(Twenty-eighth Sunday of the Year (C): This homily was given on October 11, 1998 at St. Pius X Church, Westerly, R.I. by Fr. Raymond Suriani. Read 2 Timothy 2: 8-14.)

"Certainty in the midst of the uncertainties of life."

Life is full of uncertainties. A 44 year-old woman from our parish went down to Costa Rica last week for a vacation with her husband, and she died there in a terrible car accident. She obviously didn't leave the United States knowing that would happen. That's because the moment when God will choose to call us home is one of the uncertainties of life. But it's only one of many. Let's face it, no one of us knows what will happen tomorrow, or ten years from now, or even two minutes from now (although it's a pretty safe bet that I'll still be talking two minutes from now). At this point, we don't even know our moral future as a nation: Will we have the courage as a country to say that adultery and lying are wrong for everybody--the president included? Will we begin to allow the indiscriminate killing of the elderly and handicapped as we've allowed the indiscriminate killing of the unborn for the last 25 years? Will we keep slipping ever more deeply into moral relativism, or will we have the desire and determination to turn things around? I don't know--no one but God knows for sure. Life is full of uncertainties--so much so that you could rightly say that life is like a series of question marks!

Enter St. Paul. In verse 11 from chapter 2 of his Second Letter to Timothy, Paul says: "You can depend on this . . . " Isn't that great news? In the midst of all the changes, the inconsistencies, and the uncertainties of life, Paul tells us that there are actually some things that we can depend on--certain things that we can know by faith to be true. In other words there are definite certainties that we can have as human persons in the midst of all the uncertainty. Paul expresses these in four statements that contain the word "if":

Statement # 1: "If we have died with him, we shall also live with him." Clearly that's a reference to Baptism, but it also refers to the experience of "dying to ourselves"--dying to our selfishness, dying to our anger, dying to our lust, dying to our unforgiveness--things which Jesus tells us we must do as his disciples. If we die with him by receiving the grace of Baptism, and make the sincere effort to die to our sinful desires each day, then we shall live with the Lord (both on this earth and in eternity). Guaranteed! A friend of the woman who died in Costa Rica the other day said to me: "We can take consolation in this: she was someone who appeared to really live her faith." What that friend was saying was this: "We can take consolation in the fact that this woman appeared to make the effort to die to herself. Because of that, we can have a confident hope that she is now living with Christ in his eternal kingdom."

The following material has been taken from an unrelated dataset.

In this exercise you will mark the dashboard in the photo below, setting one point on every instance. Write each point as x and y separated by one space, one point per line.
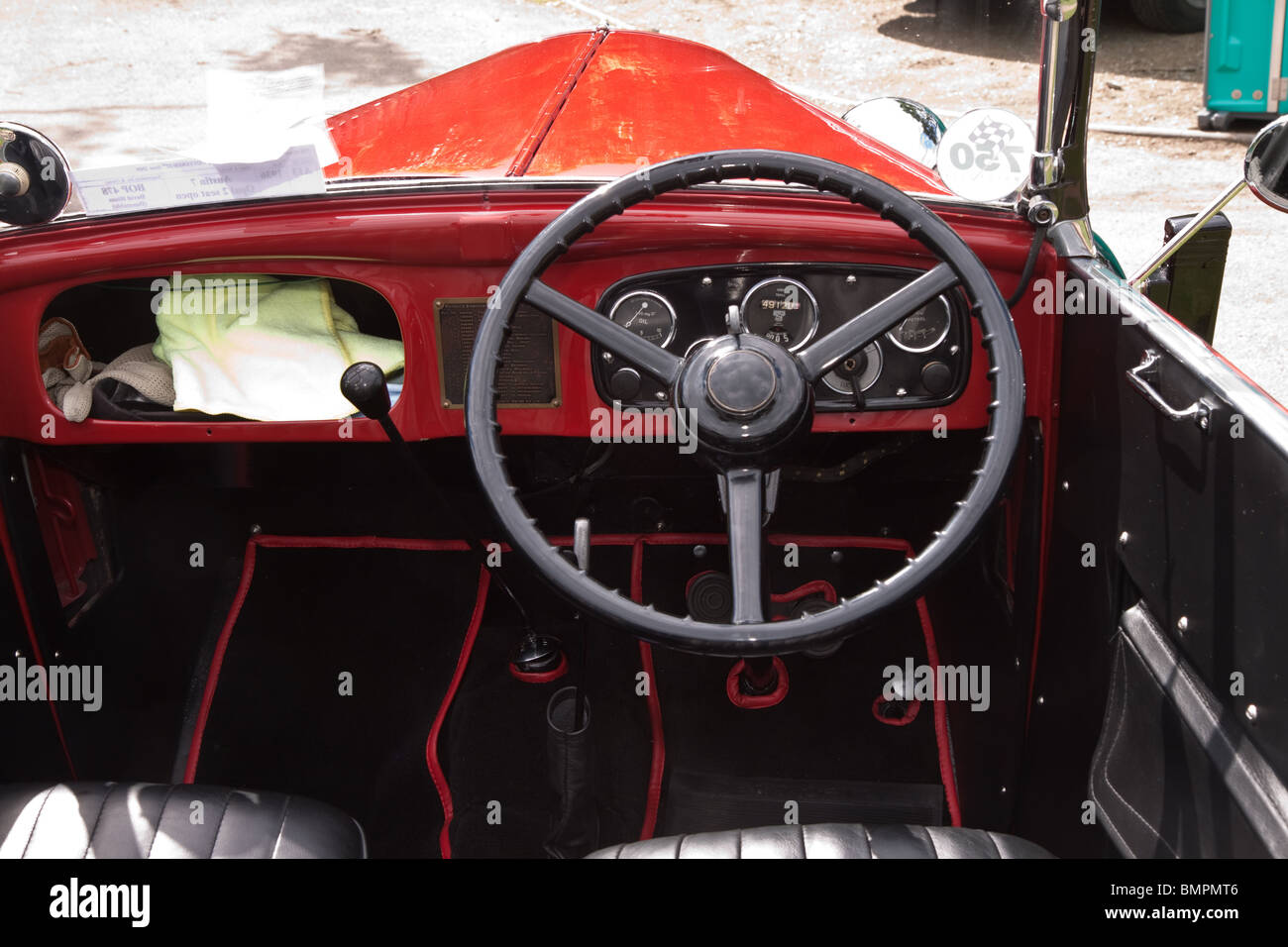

Statement # 2: "If we hold out to the end, we shall also reign with him." There's a song that we sing in our teenagers' prayer group that has this line in it: "So as for me I will press on in running the race, with my eyes fixed on Jesus who inspires and perfects my faith. I will fight the good fight with all my heart and soul, till the day that I'm with Jesus, the day I'm finally home, the day that I have won the crown." That's exactly what Paul is talking about here: if we persevere in faith--even in the midst of difficulty and constant uncertainty--we will win the crown. Guaranteed.

Statement # 3: "But if we deny him he will deny us." From one standpoint, that's a very scary statement--but we actually should thank God it's true. Because it means that we have free will. St. Paul is saying that certain freely-made moral choices will lead us to hell unless we repent before death. Guaranteed. But if that's true, then the opposite must also be true: good moral choices freely made will lead a person to heaven. Guaranteed.

And finally, statement # 4: "If we are unfaithful, he will still remain faithful; for he cannot deny himself." That means, quite simply, that no one is hopeless. God offers the grace of conversion to every person until the final moment of earthly life. Guaranteed. And only God knows if a given person responds to that grace--we don't. That's why we can never judge a person's eternal destiny.

In the very next line of his letter, St. Paul tells Timothy to "keep reminding people of these things." Paul probably said that because he knew that in the midst of the countless uncertainties of life, we can easily forget about the certainties that come from our faith. And when we forget those certainties, we lose our focus, our peace, and potentially our salvation. And so I would ask you to do this when you go home today: mark this passage in your Bible. Go home, find the Second Letter of Paul to Timothy, chapter two, verses 11-13, and underline them or highlight them in some way. Then, in the future, when you find yourself overwhelmed by life's uncertainties, when you find yourself saying, "Lord, what can I possibly be certain of in this crazy, unpredictable world?"--you'll know where to go to find the answer.